Processed/exported SDK metrics

open-telemetry / semantic-conventions

Defines standards for generating consistent, accessible telemetry across a variety of domains

Apache License 2.0

288 stars 176 forks source link

Processed/exported SDK metrics #83

Open carlosalberto opened 1 year ago

carlosalberto commented 1 year ago

Opening this issue to mainly get the ball rolling, as I have had users asking for metrics around processed/dropped/exported data (starting with traces, but following up with metrics/logs). I'd like to initially add the following metrics (some inspiration take by the current metrics in the Java SDK):

otel.exporter.exported, counter, with attributes:
- success = true|false
- type = span|metric|log
- exporterType = <exporter type, e.g. GrpcSpanExporter>
otel.processor.processed, counter, with attributes:
- dropped = true|false (buffer overflow)
- type = span|metric|log
- processorType = <processor typ, e.g. BatchSpanProcessor>

Albeit this is mostly targeted at SDKs, the Collector could use this as well - in which case we may want to add a component or pipeline.component attribute (or similar), to signal whether this is a SDK or a Collector.

arminru commented 1 year ago

Do you intend to just introduce a semantic convention for this, or would this be added to the SDK specification (in https://github.com/open-telemetry/opentelemetry-specification) as well to ensure a consistent implementation? The relevant SDK spec parts are already stable, but this could be introduced as an optional feature.

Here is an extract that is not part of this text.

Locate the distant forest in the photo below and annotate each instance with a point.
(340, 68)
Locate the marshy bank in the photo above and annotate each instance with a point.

jsuereth commented 1 year ago

+1 on semconv, also this walks into the "namespaced attributes" debate.

Oberon00 commented 1 year ago

The relevant SDK spec parts are already stable, but this could be introduced as an optional feature.

I don't think that "stable" is that restrictive, but I think this would be best made optional anyway

fbogsany commented 1 year ago

This is exceptionally useful. We added hooks to enable metrics capture in the Ruby SDK a couple of years ago: https://github.com/open-telemetry/opentelemetry-ruby/pull/510. The metrics we defined include:

otel.otlp_exporter.request_duration
otel.otlp_exporter.failure ("soft" failure - request will be retried)
otel.bsp.buffer_utilization (a snapshot of "fullness" of the BSP buffer)
otel.bsp.export.success
otel.bsp.export.failure (hard failure - request will not be retried)
otel.bsp.exported_spans
otel.bsp.dropped_spans

At Shopify, we find these metrics very useful for monitoring the health of our trace collection pipeline. We have added these metrics in various hacky ways to other language SDKs (e.g. Go). It would be great to standardize them across SDK implementations.

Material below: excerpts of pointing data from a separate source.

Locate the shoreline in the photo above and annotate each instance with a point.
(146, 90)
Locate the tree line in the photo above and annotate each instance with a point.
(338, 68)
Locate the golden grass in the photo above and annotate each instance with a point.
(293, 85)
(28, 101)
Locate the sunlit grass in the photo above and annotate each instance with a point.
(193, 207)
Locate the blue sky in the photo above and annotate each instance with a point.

robertlaurin commented 1 year ago

The Ruby SDK also reports compressed and uncompressed sizes of the batch before exporting. We have found this to be a better indicator of load on our collection infrastructure than span volume alone. We often feel the pain of this missing from other SDK implementations where we have not hacked it in.

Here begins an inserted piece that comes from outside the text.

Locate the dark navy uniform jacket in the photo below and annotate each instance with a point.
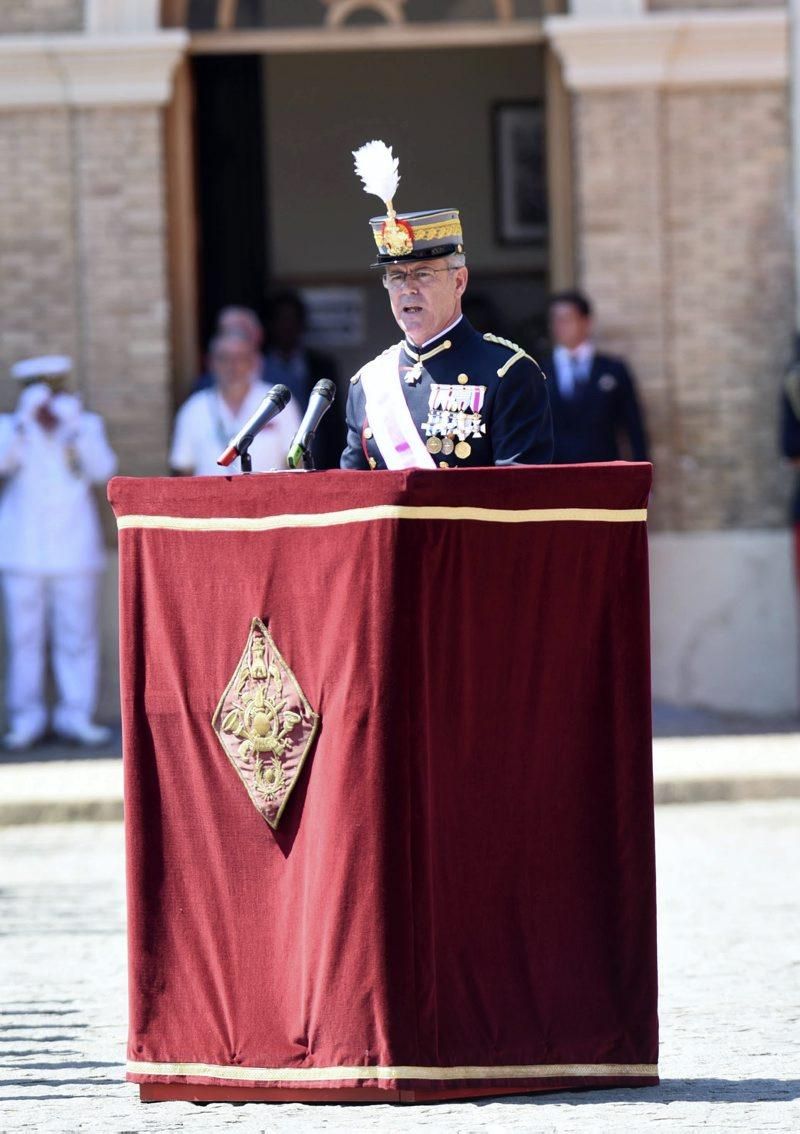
(587, 426)
(790, 430)
(514, 425)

tiithansen commented 2 months ago

It would be nice if BSP would export following metrics:

otel.bsp.queue.capacity - Maximum size of queue (Gauge) otel.bsp.queue.size - Number of items in queue (Gauge) otel.bsp.queue.max_batch_size - Maximum size of a batch (Gauge) otel.bsp.queue.timeout - Timeout when batch is exported regardless of size (Gauge) otel.bsp.queue.exports - With labels reason=size|timeout (Counter)

Then its possible to build dashboards and alerts to detect problematic applications easily because its possible to compare size and capacity also its possible to see what triggers exports most timeouts or size hits.